Der Oberste Gerichtshof hat am 24. April 2024 durch den Senatspräsidenten des Obersten Gerichtshofs Prof. Dr. Lässig als Vorsitzenden sowie die Hofrätin des Obersten Gerichtshofs Mag. Michel, den Hofrat des Obersten Gerichtshofs Dr. Oberressl und die Hofrätinnen des Obersten Gerichtshofs Dr. Brenner und Dr. Setz‑Hummel LL.M. in Gegenwart des Schriftführers Richteramtsanwärter Mag. Flickinger in der Strafsache gegen * B* wegen des Verbrechens des Suchtgifthandels nach § 28a Abs 1 fünfter Fall und Abs 4 Z 3 SMG und weiterer strafbarer Handlungen über die Nichtigkeitsbeschwerde und die Berufung des Angeklagten sowie die Berufung der Staatsanwaltschaft gegen das Urteil des Landesgerichts für Strafsachen Graz als Schöffengericht vom 27. September 2023, GZ 9 Hv 78/23a‑55, nach Anhörung der Generalprokuratur in nichtöffentlicher Sitzung den

Beschluss

gefasst:

European Case Law Identifier: ECLI:AT:OGH0002:2024:0130OS00013.24X.0424.000

Rechtsgebiet: Strafrecht

Fachgebiet: Suchtgiftdelikte

 

Spruch:

Die Nichtigkeitsbeschwerde wird zurückgewiesen.

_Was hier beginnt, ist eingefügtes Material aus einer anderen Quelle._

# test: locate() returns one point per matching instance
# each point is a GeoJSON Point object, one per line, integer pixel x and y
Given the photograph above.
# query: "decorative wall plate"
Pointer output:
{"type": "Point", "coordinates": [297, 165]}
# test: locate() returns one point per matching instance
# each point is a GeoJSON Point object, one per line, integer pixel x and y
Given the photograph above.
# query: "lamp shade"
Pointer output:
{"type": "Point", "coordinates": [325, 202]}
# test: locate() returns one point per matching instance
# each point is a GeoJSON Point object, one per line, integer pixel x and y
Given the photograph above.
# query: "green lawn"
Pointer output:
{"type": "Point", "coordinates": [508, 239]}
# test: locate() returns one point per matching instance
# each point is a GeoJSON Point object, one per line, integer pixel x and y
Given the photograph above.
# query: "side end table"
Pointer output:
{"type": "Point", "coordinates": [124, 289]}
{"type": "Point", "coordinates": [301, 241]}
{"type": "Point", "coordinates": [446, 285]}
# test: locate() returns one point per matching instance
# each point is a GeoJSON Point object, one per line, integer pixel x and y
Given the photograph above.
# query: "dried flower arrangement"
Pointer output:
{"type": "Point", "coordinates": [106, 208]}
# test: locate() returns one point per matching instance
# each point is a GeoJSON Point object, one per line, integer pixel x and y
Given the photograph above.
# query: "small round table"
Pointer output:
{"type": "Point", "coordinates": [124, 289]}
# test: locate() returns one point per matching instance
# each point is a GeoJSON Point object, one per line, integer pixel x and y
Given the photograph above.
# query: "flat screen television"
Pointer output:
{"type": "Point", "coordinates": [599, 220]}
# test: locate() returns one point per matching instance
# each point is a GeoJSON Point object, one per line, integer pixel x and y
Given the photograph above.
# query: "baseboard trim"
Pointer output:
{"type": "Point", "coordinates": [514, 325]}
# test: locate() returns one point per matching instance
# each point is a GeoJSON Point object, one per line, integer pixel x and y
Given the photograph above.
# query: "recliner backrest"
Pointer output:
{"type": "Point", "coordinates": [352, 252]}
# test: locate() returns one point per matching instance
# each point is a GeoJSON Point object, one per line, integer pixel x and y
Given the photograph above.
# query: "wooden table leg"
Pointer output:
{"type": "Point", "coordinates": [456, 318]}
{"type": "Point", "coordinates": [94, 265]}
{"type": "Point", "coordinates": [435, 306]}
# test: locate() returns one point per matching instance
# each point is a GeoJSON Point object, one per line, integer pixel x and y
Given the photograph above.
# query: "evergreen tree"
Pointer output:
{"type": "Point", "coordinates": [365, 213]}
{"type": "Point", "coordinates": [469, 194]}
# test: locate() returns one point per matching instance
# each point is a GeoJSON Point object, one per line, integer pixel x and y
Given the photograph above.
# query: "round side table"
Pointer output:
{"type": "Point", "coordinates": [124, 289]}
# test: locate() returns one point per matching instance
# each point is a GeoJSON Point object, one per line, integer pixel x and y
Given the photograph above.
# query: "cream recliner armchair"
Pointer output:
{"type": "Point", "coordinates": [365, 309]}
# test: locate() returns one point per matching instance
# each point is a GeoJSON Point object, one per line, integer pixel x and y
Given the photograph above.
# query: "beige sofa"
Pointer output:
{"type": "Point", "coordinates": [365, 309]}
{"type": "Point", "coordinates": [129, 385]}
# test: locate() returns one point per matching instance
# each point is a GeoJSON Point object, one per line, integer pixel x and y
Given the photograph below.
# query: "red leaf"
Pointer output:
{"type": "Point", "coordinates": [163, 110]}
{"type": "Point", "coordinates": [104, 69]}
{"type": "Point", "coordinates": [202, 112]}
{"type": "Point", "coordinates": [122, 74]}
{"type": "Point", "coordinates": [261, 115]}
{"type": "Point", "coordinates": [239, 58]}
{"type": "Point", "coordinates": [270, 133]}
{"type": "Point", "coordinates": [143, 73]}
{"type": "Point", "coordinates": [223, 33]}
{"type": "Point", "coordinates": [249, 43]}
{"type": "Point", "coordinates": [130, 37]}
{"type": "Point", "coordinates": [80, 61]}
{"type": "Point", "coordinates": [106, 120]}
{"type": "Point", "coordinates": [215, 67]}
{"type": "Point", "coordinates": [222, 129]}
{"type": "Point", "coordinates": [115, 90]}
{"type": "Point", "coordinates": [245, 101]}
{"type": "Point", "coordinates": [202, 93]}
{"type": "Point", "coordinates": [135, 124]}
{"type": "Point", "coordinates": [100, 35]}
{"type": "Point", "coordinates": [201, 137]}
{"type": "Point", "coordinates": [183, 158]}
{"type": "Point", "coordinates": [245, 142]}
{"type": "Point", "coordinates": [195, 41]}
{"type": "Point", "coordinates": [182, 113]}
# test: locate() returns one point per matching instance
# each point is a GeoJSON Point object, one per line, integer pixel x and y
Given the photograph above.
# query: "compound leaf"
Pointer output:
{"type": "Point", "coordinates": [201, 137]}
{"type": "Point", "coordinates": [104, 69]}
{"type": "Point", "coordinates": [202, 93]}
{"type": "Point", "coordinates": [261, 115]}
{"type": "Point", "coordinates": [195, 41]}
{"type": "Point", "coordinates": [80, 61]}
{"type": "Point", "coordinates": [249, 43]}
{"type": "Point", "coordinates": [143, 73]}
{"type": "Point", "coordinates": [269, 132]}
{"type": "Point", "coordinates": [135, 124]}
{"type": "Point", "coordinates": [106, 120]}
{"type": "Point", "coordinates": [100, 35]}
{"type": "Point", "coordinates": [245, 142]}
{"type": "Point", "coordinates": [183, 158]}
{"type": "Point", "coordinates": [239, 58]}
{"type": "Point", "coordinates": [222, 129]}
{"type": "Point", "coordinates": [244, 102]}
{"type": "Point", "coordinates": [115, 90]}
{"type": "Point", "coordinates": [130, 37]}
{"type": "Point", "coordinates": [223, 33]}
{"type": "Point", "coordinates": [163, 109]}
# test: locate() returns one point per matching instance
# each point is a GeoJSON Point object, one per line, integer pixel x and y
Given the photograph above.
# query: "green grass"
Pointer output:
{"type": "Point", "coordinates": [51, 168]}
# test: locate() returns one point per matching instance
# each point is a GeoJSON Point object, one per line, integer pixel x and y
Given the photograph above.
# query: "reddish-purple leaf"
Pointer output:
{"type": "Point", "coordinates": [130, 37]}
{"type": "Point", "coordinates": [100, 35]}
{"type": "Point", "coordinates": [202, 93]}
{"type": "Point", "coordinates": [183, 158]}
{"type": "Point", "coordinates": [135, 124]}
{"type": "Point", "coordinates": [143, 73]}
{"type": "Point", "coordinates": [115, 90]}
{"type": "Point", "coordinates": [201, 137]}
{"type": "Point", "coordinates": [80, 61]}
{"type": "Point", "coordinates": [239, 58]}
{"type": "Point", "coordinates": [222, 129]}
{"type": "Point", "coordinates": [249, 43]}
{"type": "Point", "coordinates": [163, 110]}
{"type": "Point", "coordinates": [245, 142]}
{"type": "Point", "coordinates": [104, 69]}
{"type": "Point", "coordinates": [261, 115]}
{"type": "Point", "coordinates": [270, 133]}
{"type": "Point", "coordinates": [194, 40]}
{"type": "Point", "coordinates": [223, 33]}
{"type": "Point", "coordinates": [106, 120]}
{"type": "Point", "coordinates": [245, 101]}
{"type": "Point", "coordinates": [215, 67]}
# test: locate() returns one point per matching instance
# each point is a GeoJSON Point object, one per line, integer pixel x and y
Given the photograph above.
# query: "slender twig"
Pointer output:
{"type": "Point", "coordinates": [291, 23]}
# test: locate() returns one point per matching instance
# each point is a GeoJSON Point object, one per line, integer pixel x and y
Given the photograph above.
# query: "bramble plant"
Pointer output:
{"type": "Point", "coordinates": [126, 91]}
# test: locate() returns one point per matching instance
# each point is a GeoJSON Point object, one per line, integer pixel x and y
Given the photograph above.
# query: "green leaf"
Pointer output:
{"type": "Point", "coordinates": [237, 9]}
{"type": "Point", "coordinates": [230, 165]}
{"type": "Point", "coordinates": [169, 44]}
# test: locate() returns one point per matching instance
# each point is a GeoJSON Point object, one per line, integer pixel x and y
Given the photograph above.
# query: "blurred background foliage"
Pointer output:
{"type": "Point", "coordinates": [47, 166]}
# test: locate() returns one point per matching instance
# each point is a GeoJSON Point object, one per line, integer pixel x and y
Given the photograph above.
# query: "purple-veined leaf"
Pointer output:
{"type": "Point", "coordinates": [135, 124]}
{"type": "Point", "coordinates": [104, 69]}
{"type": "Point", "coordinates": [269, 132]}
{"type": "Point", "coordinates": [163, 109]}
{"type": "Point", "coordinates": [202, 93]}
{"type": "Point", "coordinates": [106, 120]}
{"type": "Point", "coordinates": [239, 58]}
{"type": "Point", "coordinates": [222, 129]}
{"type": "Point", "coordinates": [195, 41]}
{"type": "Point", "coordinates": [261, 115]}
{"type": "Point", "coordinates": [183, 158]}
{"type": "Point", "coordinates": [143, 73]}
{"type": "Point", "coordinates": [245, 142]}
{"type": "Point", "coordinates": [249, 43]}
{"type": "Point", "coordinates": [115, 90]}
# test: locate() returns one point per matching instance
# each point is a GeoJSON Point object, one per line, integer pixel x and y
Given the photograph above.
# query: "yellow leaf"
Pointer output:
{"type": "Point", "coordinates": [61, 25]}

Zur Entscheidung über die Berufungen werden die Akten dem Oberlandesgericht Graz zugeleitet.

Dem Angeklagten fallen auch die Kosten des bisherigen Rechtsmittelverfahrens zur Last.

 

Gründe:

[1] Mit dem angefochtenen Urteil wurde * B* des Verbrechens des Suchtgifthandels nach § 28a Abs 1 fünfter Fall und Abs 4 Z 3 SMG (1), jeweils eines Vergehens der Vorbereitung von Suchtgifthandel nach § 28 Abs 1 zweiter Fall SMG (2), der fortgesetzten Gewaltausübung nach § 107b Abs 1 StGB (3) und der Körperverletzung nach § 83 Abs 1 StGB (5) sowie mehrerer Vergehen der Nötigung nach § 105 Abs 1 StGB (4) schuldig erkannt.

Rechtliche Beurteilung

[2] Dagegen richtet sich die auf § 281 Abs 1 Z 4 und 5 StPO gestützte Nichtigkeitsbeschwerde des Angeklagten.

Zur Rechtzeitigkeit:

[3] Entgegen der Stellungnahme der Generalprokuratur erweist sich die Ausführung der – rechtzeitig angemeldeten (ON 49) – Nichtigkeitsbeschwerde als ebenfalls rechtzeitig. Wurde sie doch am 2. Jänner 2024, somit binnen vier Wochen (§ 285 Abs 1 StPO) nach der mit Wirksamkeit (§ 89d Abs 2 GOG) vom 6. Dezember 2023 erfolgten Zustellung einer Urteilsausfertigung an den Verfahrenshilfeverteidiger (von einer Substitutin [ON 58] desselben) eingebracht (ON 59).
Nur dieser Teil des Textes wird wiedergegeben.